The made-up perfume advert is part of a new video campaign aimed to shock Spaniards into realising that they are allowing a swathe of English words to invade everyday situations, even if they often don’t know what they mean or why they are better than traditional Spanish terms.
The video, made by Spain’s RAE language academy, charged with protecting the purity of Spanish, starts by pointing out how deeply English has already pervaded everyday conversation.
A montage reels off dozens of words such as “brainstorming”, “branding” and “community manager”, as well as examples of typical advertising speak including “anti-age” and “eco-friendly”.

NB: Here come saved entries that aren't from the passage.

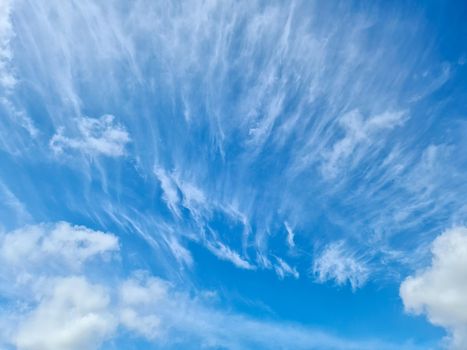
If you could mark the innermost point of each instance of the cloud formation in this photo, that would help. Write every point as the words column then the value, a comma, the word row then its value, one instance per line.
column 340, row 264
column 101, row 136
column 439, row 291
column 73, row 309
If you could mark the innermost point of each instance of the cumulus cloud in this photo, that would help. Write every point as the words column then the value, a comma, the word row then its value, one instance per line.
column 73, row 315
column 84, row 309
column 140, row 298
column 43, row 245
column 340, row 264
column 94, row 136
column 439, row 291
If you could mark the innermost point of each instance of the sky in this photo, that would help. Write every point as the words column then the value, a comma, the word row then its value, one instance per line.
column 233, row 174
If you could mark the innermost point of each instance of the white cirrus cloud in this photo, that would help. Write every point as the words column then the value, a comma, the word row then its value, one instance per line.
column 440, row 291
column 35, row 246
column 340, row 264
column 7, row 79
column 359, row 136
column 93, row 136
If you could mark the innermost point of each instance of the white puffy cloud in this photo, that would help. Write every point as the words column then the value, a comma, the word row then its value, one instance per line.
column 440, row 290
column 82, row 309
column 140, row 299
column 73, row 315
column 337, row 262
column 94, row 136
column 33, row 247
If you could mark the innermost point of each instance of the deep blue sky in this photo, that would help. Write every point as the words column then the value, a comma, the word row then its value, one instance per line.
column 230, row 175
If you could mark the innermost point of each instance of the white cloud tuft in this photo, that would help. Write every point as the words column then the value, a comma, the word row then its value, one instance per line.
column 440, row 291
column 225, row 253
column 359, row 133
column 340, row 264
column 41, row 245
column 100, row 136
column 283, row 269
column 73, row 315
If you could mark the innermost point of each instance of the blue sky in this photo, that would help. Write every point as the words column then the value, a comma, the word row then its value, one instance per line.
column 233, row 175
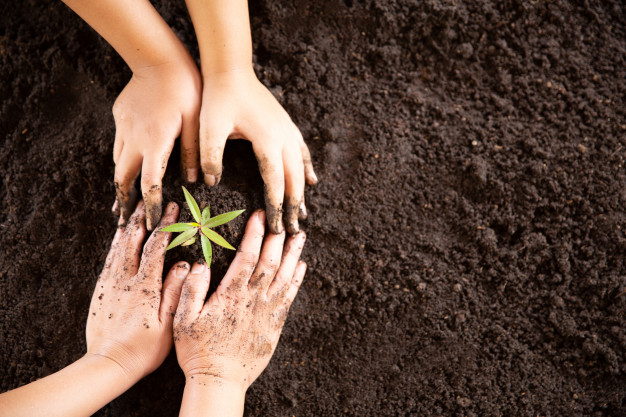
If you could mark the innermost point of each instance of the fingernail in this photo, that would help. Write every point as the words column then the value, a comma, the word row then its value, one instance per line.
column 192, row 175
column 293, row 227
column 198, row 267
column 209, row 180
column 182, row 270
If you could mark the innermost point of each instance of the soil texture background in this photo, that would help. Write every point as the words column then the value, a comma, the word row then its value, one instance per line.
column 466, row 240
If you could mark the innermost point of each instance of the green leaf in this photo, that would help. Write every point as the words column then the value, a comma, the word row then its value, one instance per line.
column 193, row 206
column 216, row 238
column 177, row 227
column 182, row 238
column 206, row 249
column 206, row 215
column 189, row 242
column 222, row 218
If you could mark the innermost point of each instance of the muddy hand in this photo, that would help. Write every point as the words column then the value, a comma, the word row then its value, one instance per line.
column 233, row 335
column 236, row 105
column 131, row 312
column 158, row 104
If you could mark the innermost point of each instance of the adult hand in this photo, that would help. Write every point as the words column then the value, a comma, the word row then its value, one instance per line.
column 159, row 103
column 235, row 105
column 230, row 339
column 131, row 312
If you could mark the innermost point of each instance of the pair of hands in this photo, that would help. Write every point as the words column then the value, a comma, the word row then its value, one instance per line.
column 169, row 100
column 134, row 317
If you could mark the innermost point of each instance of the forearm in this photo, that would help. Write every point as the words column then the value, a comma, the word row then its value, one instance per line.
column 80, row 389
column 208, row 396
column 223, row 32
column 134, row 28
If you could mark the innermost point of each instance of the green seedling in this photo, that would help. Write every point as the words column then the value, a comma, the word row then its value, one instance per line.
column 202, row 225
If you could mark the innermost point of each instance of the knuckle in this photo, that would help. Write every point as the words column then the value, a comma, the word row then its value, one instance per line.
column 248, row 261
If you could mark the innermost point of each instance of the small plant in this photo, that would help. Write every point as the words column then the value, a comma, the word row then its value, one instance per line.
column 202, row 225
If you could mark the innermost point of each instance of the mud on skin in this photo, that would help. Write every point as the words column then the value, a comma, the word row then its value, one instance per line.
column 394, row 104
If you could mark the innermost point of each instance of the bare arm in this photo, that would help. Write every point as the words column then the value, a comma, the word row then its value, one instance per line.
column 161, row 101
column 223, row 345
column 129, row 333
column 235, row 105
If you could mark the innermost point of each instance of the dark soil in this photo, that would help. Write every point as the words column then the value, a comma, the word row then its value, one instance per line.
column 466, row 241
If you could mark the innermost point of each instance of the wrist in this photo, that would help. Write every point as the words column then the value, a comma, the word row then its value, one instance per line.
column 211, row 395
column 116, row 369
column 234, row 70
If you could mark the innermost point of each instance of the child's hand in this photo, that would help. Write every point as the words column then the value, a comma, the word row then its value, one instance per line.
column 158, row 104
column 131, row 312
column 236, row 105
column 230, row 339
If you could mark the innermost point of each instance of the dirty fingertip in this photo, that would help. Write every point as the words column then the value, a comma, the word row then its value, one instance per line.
column 302, row 213
column 182, row 270
column 210, row 180
column 116, row 208
column 293, row 227
column 261, row 214
column 311, row 177
column 274, row 219
column 192, row 175
column 171, row 207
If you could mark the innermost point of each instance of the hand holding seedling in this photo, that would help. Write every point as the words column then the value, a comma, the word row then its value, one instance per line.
column 236, row 105
column 161, row 101
column 223, row 345
column 131, row 312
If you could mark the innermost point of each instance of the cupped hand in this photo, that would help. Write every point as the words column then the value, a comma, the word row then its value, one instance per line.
column 233, row 335
column 235, row 105
column 159, row 103
column 131, row 311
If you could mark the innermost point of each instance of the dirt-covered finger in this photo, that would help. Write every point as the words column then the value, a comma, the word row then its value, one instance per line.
column 111, row 261
column 294, row 186
column 190, row 148
column 247, row 257
column 170, row 295
column 152, row 173
column 271, row 167
column 288, row 263
column 212, row 142
column 126, row 172
column 130, row 243
column 153, row 256
column 269, row 262
column 309, row 172
column 296, row 281
column 193, row 293
column 302, row 211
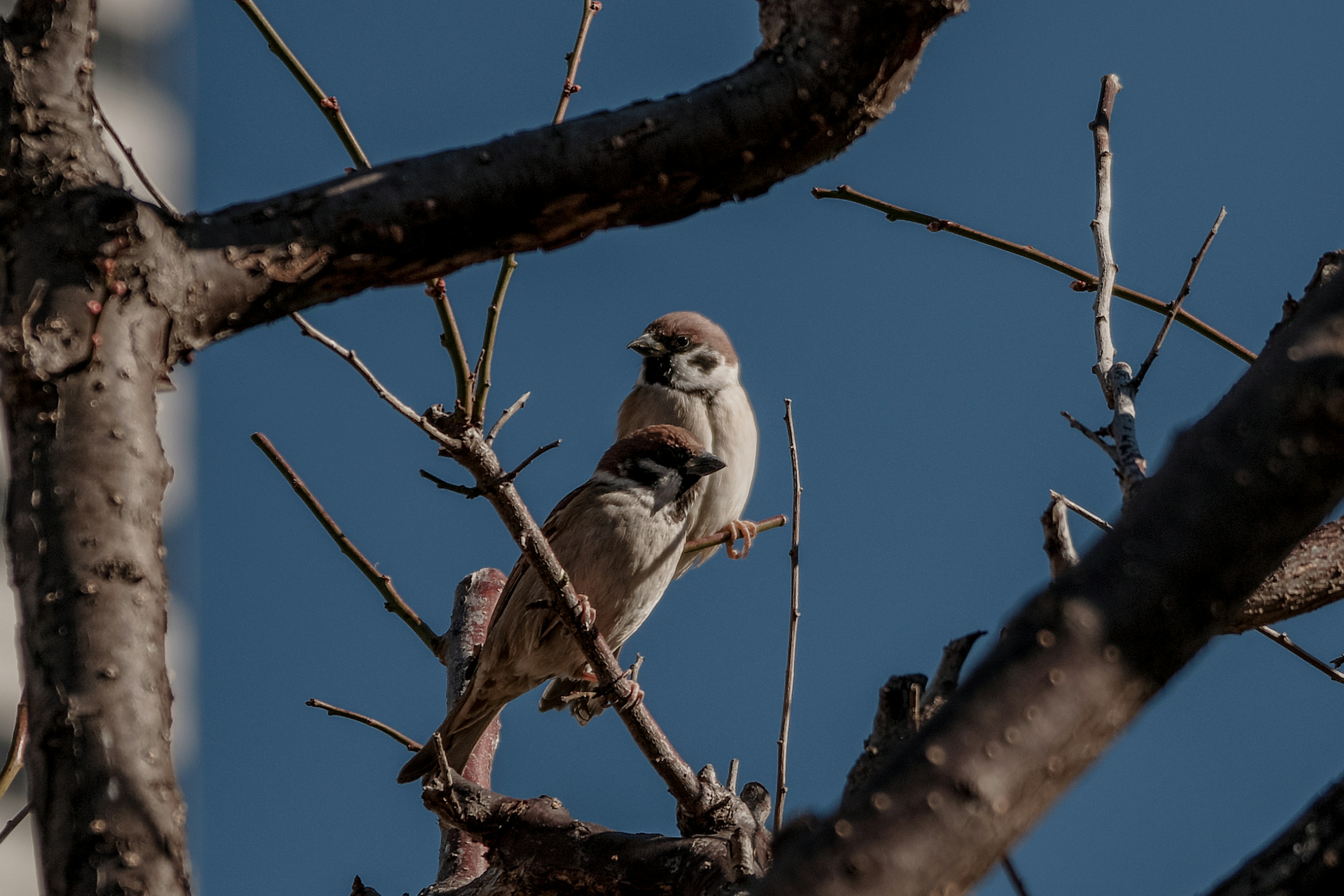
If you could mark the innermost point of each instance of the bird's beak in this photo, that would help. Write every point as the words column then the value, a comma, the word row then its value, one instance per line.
column 704, row 464
column 647, row 346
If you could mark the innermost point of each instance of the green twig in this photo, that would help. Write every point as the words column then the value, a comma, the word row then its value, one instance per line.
column 492, row 320
column 452, row 340
column 328, row 105
column 1084, row 280
column 590, row 8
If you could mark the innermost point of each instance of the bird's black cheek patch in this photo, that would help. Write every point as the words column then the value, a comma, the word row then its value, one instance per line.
column 706, row 360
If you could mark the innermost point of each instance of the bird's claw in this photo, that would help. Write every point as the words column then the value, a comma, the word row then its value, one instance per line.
column 634, row 699
column 744, row 530
column 588, row 616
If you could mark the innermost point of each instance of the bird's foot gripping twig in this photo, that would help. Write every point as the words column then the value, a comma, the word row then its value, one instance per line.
column 744, row 530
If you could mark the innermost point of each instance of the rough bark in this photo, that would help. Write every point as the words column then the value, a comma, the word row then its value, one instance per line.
column 84, row 355
column 823, row 77
column 1308, row 858
column 1081, row 659
column 537, row 847
column 1311, row 578
column 460, row 858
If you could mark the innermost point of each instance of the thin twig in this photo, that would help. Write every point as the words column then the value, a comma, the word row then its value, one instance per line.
column 373, row 723
column 1014, row 878
column 781, row 789
column 384, row 393
column 14, row 822
column 472, row 492
column 1059, row 542
column 452, row 342
column 504, row 418
column 1084, row 281
column 135, row 166
column 492, row 320
column 1281, row 639
column 1091, row 433
column 723, row 538
column 1107, row 266
column 393, row 601
column 1181, row 300
column 328, row 105
column 590, row 8
column 14, row 761
column 1081, row 511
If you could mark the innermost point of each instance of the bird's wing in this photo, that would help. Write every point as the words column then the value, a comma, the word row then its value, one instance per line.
column 550, row 528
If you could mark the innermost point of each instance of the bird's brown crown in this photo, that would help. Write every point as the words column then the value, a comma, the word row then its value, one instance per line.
column 695, row 327
column 670, row 445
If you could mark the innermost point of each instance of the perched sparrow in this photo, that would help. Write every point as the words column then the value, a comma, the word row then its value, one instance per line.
column 690, row 379
column 620, row 538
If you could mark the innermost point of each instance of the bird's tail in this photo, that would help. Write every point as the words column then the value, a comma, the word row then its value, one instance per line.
column 460, row 733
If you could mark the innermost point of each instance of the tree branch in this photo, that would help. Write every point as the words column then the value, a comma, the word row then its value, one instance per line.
column 393, row 601
column 644, row 164
column 781, row 788
column 538, row 847
column 366, row 721
column 1084, row 281
column 1083, row 657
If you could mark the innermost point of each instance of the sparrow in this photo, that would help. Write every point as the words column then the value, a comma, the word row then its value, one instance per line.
column 620, row 539
column 690, row 379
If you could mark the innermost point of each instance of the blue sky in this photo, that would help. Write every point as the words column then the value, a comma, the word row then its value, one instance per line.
column 928, row 377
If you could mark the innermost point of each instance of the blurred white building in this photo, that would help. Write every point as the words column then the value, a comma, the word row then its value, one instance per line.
column 140, row 61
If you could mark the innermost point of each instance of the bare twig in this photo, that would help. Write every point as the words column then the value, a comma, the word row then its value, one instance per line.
column 135, row 166
column 393, row 602
column 452, row 342
column 1059, row 543
column 373, row 723
column 1116, row 378
column 1084, row 512
column 723, row 538
column 1335, row 675
column 590, row 8
column 384, row 393
column 14, row 822
column 472, row 492
column 328, row 105
column 1014, row 878
column 1084, row 281
column 504, row 418
column 14, row 761
column 1107, row 266
column 781, row 784
column 1181, row 300
column 492, row 320
column 1091, row 433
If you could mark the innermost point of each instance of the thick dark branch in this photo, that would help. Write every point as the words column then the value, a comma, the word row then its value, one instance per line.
column 1311, row 578
column 46, row 105
column 824, row 77
column 538, row 847
column 1080, row 660
column 1308, row 858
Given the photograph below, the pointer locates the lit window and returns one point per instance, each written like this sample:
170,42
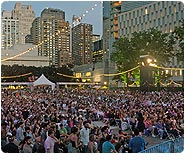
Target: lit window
146,11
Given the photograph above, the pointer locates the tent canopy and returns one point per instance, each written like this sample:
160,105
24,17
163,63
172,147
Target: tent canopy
42,80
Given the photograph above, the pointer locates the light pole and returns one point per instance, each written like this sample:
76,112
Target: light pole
147,74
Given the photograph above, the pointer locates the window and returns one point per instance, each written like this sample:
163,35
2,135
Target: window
140,20
146,11
163,20
129,15
133,14
179,6
159,22
170,10
163,4
154,23
154,7
174,9
177,16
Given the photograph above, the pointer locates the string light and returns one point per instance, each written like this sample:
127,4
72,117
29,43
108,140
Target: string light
168,68
100,74
16,76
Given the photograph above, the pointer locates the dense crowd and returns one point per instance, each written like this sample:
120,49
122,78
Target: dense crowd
61,121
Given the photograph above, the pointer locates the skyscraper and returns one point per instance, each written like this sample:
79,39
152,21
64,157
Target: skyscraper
53,32
25,15
9,30
122,18
82,44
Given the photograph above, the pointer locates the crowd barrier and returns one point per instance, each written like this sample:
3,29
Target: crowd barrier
171,146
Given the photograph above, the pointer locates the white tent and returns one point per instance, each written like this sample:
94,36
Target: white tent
42,80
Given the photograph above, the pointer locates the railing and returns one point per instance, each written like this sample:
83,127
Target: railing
171,146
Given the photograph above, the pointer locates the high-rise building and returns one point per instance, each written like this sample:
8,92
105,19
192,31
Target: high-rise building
163,15
95,37
9,30
25,15
53,33
82,44
122,18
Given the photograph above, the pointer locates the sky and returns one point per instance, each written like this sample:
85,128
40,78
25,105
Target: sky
70,8
177,157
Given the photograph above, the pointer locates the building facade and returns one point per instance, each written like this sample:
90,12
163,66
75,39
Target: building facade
82,44
122,18
9,31
25,15
52,34
163,15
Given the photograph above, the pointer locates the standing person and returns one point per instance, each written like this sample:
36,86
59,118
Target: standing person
137,143
27,147
84,135
19,133
10,147
73,141
107,146
50,141
92,147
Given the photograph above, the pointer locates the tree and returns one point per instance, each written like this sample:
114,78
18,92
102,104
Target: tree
177,39
127,52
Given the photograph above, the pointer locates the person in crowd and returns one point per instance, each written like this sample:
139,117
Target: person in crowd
84,135
137,143
73,141
20,132
28,144
107,146
10,147
50,141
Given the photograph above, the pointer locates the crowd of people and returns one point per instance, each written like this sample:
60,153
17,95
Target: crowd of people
61,121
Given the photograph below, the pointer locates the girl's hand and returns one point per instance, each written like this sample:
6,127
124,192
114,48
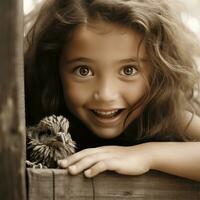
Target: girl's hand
132,160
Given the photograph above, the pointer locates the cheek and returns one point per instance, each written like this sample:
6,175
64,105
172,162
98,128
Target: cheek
74,95
135,92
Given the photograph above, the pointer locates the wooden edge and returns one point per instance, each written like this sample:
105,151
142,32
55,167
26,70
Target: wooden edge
40,184
57,184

To shame Spaniards into seeing the error of their ways, the RAE commissioned two fake advertising campaigns, for Swine perfume and Sunset Style men’s sunglasses.
Those poor fashion victims “hypnotised by the Anglicisms” clicked for free samples on the advertisements’ websites, upon which they were shown receiving perfume with the explanation of its unique fragrance written in Spanish inside the box, or, in the case of the sunglasses “with blind effect”, realising that the shades did not allow the wearer to see a thing.
“There’s only one mother tongue”, the RAE states jubilantly, urging Spaniards to banish hated and, it claims, unnecessary imports.